Assault On Precinct 13: Special Widescreen Edition

4

After the sarky sci-fi of Dark Star, the all-directing, all-producing, all-writing, all-doing-the-musicking Carpenter came back to Earth with a squelch. And several crunches. And absolutely loads of clanging great gunshots in enclosed spaces.

Taking its cue - and several lines - from Howard Hawks's Rio Bravo (unlikely bunch of defenders holed up in a besieged cop-shop), Assault is a lowest of lo-fi urban Westerns, where Carpenter makes the good guys bad and the bad guys much, much worse.
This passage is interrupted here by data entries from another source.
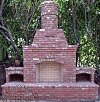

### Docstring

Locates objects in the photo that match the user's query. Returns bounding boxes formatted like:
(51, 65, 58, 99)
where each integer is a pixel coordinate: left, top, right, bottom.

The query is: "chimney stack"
(41, 0, 58, 29)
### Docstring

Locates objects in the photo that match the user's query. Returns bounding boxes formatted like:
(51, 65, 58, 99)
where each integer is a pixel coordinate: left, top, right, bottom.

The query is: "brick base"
(2, 82, 98, 101)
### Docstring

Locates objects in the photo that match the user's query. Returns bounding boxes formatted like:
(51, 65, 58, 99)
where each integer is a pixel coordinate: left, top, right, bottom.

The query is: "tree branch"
(0, 0, 5, 26)
(0, 0, 21, 58)
(0, 25, 20, 58)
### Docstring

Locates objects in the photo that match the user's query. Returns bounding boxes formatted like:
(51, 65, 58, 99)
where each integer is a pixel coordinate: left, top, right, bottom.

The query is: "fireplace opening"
(37, 61, 61, 83)
(76, 73, 91, 82)
(9, 74, 24, 82)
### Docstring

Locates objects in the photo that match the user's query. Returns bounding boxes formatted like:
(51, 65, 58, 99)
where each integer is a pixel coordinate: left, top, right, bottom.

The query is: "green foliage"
(1, 0, 41, 59)
(56, 0, 100, 67)
(0, 34, 8, 61)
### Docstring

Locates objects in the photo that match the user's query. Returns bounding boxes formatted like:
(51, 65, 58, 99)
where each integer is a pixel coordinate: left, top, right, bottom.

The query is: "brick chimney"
(41, 0, 58, 29)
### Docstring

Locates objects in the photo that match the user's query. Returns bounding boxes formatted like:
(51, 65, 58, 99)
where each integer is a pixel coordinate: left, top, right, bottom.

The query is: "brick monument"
(2, 0, 99, 101)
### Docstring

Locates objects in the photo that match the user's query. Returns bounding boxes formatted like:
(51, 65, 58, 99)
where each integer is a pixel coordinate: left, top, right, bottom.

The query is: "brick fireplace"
(2, 0, 98, 101)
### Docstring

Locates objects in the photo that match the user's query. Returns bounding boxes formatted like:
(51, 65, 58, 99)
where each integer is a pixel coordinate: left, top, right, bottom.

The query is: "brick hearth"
(2, 82, 98, 101)
(2, 0, 98, 101)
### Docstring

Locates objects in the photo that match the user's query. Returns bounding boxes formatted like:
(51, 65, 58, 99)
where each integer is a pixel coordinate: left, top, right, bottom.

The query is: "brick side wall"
(76, 67, 96, 82)
(5, 67, 23, 83)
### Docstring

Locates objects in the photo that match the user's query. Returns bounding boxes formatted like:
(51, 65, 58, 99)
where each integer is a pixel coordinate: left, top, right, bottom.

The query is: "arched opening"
(76, 73, 91, 82)
(37, 61, 61, 83)
(9, 74, 24, 82)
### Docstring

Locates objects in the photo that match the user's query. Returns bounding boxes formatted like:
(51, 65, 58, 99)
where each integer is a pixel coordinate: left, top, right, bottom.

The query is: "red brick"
(2, 0, 98, 101)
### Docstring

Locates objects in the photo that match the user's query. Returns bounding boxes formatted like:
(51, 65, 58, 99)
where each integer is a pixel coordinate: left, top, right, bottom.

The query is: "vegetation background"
(0, 0, 99, 68)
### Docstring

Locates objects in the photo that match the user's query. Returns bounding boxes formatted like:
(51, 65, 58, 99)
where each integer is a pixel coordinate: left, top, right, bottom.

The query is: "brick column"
(41, 0, 58, 29)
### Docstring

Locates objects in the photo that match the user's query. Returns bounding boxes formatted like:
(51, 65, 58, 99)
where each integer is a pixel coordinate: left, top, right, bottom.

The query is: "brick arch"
(36, 61, 62, 83)
(35, 59, 64, 64)
(9, 74, 24, 82)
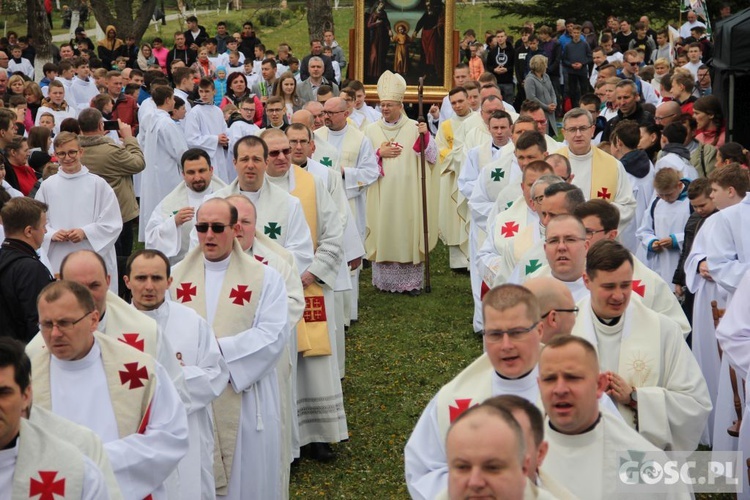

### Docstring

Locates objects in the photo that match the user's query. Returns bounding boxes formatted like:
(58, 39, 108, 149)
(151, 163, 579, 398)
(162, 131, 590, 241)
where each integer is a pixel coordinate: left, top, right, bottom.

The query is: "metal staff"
(417, 76, 432, 293)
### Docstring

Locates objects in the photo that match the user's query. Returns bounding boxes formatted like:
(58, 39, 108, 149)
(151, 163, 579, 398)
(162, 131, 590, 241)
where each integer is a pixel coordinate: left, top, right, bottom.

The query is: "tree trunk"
(28, 0, 54, 75)
(88, 0, 158, 42)
(306, 0, 334, 42)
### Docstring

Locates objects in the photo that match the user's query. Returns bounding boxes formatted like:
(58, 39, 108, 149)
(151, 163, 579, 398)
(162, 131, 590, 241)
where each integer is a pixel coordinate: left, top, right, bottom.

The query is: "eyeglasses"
(40, 311, 93, 332)
(56, 150, 80, 158)
(484, 322, 539, 343)
(195, 222, 231, 233)
(541, 307, 579, 319)
(240, 107, 255, 113)
(563, 126, 592, 135)
(267, 108, 283, 113)
(655, 113, 676, 122)
(289, 139, 309, 146)
(323, 110, 346, 115)
(585, 228, 606, 238)
(545, 236, 586, 246)
(268, 148, 291, 158)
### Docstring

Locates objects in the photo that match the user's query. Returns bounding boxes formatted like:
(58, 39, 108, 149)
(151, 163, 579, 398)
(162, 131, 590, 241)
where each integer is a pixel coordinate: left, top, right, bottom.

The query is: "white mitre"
(377, 70, 406, 102)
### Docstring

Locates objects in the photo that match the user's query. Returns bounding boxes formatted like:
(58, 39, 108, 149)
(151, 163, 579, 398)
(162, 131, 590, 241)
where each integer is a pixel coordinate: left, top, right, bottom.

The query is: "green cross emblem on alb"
(320, 157, 333, 167)
(525, 259, 542, 275)
(264, 222, 282, 239)
(490, 168, 505, 182)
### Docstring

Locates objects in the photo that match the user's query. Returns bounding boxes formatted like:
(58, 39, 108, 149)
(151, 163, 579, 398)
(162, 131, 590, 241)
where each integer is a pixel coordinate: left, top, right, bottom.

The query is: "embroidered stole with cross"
(31, 332, 157, 439)
(557, 146, 620, 201)
(170, 240, 265, 493)
(436, 354, 495, 440)
(290, 165, 331, 357)
(12, 419, 85, 500)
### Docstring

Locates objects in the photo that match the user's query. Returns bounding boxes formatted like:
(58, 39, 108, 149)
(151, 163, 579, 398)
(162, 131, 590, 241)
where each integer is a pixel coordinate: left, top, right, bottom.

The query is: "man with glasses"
(34, 132, 122, 293)
(296, 103, 341, 170)
(573, 239, 711, 451)
(32, 279, 189, 499)
(261, 96, 288, 130)
(212, 134, 314, 273)
(574, 199, 690, 335)
(617, 49, 661, 106)
(146, 148, 226, 264)
(524, 277, 578, 343)
(261, 127, 349, 463)
(524, 215, 590, 301)
(556, 107, 637, 231)
(170, 196, 289, 499)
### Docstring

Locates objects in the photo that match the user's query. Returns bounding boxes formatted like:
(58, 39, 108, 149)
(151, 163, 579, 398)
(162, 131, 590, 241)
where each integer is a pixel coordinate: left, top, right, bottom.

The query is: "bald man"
(524, 276, 578, 343)
(300, 102, 340, 169)
(655, 101, 681, 128)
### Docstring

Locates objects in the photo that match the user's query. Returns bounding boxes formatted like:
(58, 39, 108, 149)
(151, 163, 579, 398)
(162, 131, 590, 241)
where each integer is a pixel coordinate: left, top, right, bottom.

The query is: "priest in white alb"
(539, 335, 691, 499)
(31, 280, 189, 500)
(146, 148, 227, 264)
(124, 249, 229, 500)
(35, 132, 122, 293)
(138, 86, 189, 242)
(572, 239, 711, 451)
(170, 197, 289, 499)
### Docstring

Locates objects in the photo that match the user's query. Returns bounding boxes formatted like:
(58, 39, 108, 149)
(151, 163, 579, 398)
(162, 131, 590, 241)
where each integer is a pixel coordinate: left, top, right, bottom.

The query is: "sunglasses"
(268, 148, 291, 158)
(195, 223, 231, 233)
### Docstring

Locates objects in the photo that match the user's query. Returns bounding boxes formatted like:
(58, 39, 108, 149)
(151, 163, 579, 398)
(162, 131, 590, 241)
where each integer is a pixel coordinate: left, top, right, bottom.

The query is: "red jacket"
(112, 93, 138, 133)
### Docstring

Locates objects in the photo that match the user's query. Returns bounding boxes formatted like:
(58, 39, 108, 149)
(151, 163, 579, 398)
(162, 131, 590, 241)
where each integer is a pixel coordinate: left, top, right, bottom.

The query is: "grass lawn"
(290, 242, 480, 497)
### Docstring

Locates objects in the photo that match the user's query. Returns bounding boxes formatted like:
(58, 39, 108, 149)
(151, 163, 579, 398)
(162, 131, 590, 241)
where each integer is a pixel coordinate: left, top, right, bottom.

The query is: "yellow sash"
(438, 119, 454, 164)
(291, 166, 331, 357)
(557, 146, 620, 201)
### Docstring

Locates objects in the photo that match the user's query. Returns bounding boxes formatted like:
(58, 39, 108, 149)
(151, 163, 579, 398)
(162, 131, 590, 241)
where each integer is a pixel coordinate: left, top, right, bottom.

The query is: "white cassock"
(460, 140, 507, 332)
(195, 256, 288, 500)
(44, 340, 189, 500)
(70, 76, 99, 111)
(0, 420, 109, 500)
(35, 167, 122, 293)
(636, 194, 691, 285)
(572, 296, 712, 451)
(715, 270, 750, 498)
(654, 153, 699, 179)
(146, 178, 227, 264)
(184, 103, 234, 183)
(542, 411, 692, 500)
(34, 103, 77, 135)
(620, 158, 655, 254)
(314, 125, 379, 242)
(143, 300, 229, 500)
(684, 214, 730, 448)
(138, 108, 190, 242)
(227, 119, 261, 154)
(210, 179, 314, 276)
(705, 194, 750, 296)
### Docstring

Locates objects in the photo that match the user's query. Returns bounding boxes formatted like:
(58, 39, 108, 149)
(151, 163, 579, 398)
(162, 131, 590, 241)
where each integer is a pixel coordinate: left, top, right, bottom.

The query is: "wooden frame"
(353, 0, 456, 103)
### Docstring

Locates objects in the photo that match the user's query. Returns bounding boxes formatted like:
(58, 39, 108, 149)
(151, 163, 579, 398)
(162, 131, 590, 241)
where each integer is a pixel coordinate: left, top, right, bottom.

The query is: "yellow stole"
(30, 332, 157, 439)
(12, 419, 85, 500)
(169, 241, 265, 493)
(438, 119, 454, 164)
(290, 166, 331, 357)
(557, 146, 620, 201)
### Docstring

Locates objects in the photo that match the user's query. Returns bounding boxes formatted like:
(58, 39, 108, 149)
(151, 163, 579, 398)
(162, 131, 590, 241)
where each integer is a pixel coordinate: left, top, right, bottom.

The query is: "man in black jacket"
(0, 197, 54, 343)
(601, 79, 653, 142)
(166, 32, 197, 81)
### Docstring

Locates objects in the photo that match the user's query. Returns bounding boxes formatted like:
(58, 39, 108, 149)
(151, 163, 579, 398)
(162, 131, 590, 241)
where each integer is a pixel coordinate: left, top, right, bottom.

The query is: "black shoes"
(302, 442, 336, 462)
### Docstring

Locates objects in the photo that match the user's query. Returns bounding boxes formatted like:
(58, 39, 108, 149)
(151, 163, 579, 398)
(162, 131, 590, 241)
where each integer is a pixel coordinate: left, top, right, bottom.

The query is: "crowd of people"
(0, 6, 749, 500)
Bishop (Austin Stoker) is the rookie cop forced to spring notorious killer Napoleon Wilson (Darwin Joston) from his LA jail, to help him fend off a relentless, zombie-like gang onslaught. It's doomy, gloomy and the pace is often a little lingering and '70s-languid. But Carpenter's gift for boosting genre material with sackfuls of down'n'dirty style is already evident - from his restless score to Napoleon's melancholy-but-lethal wise-ass badass: "Days are like women. Each one so damn precious, but they all end up leaving you."

DVD Extras:

An excellent Carpenter commentary, isolated score, interviews and production gallery... Appear on the Region One Special Edition. But not on this "Special Widescreen Edition", with its trailer, stills and booklet. Good transfer, mind.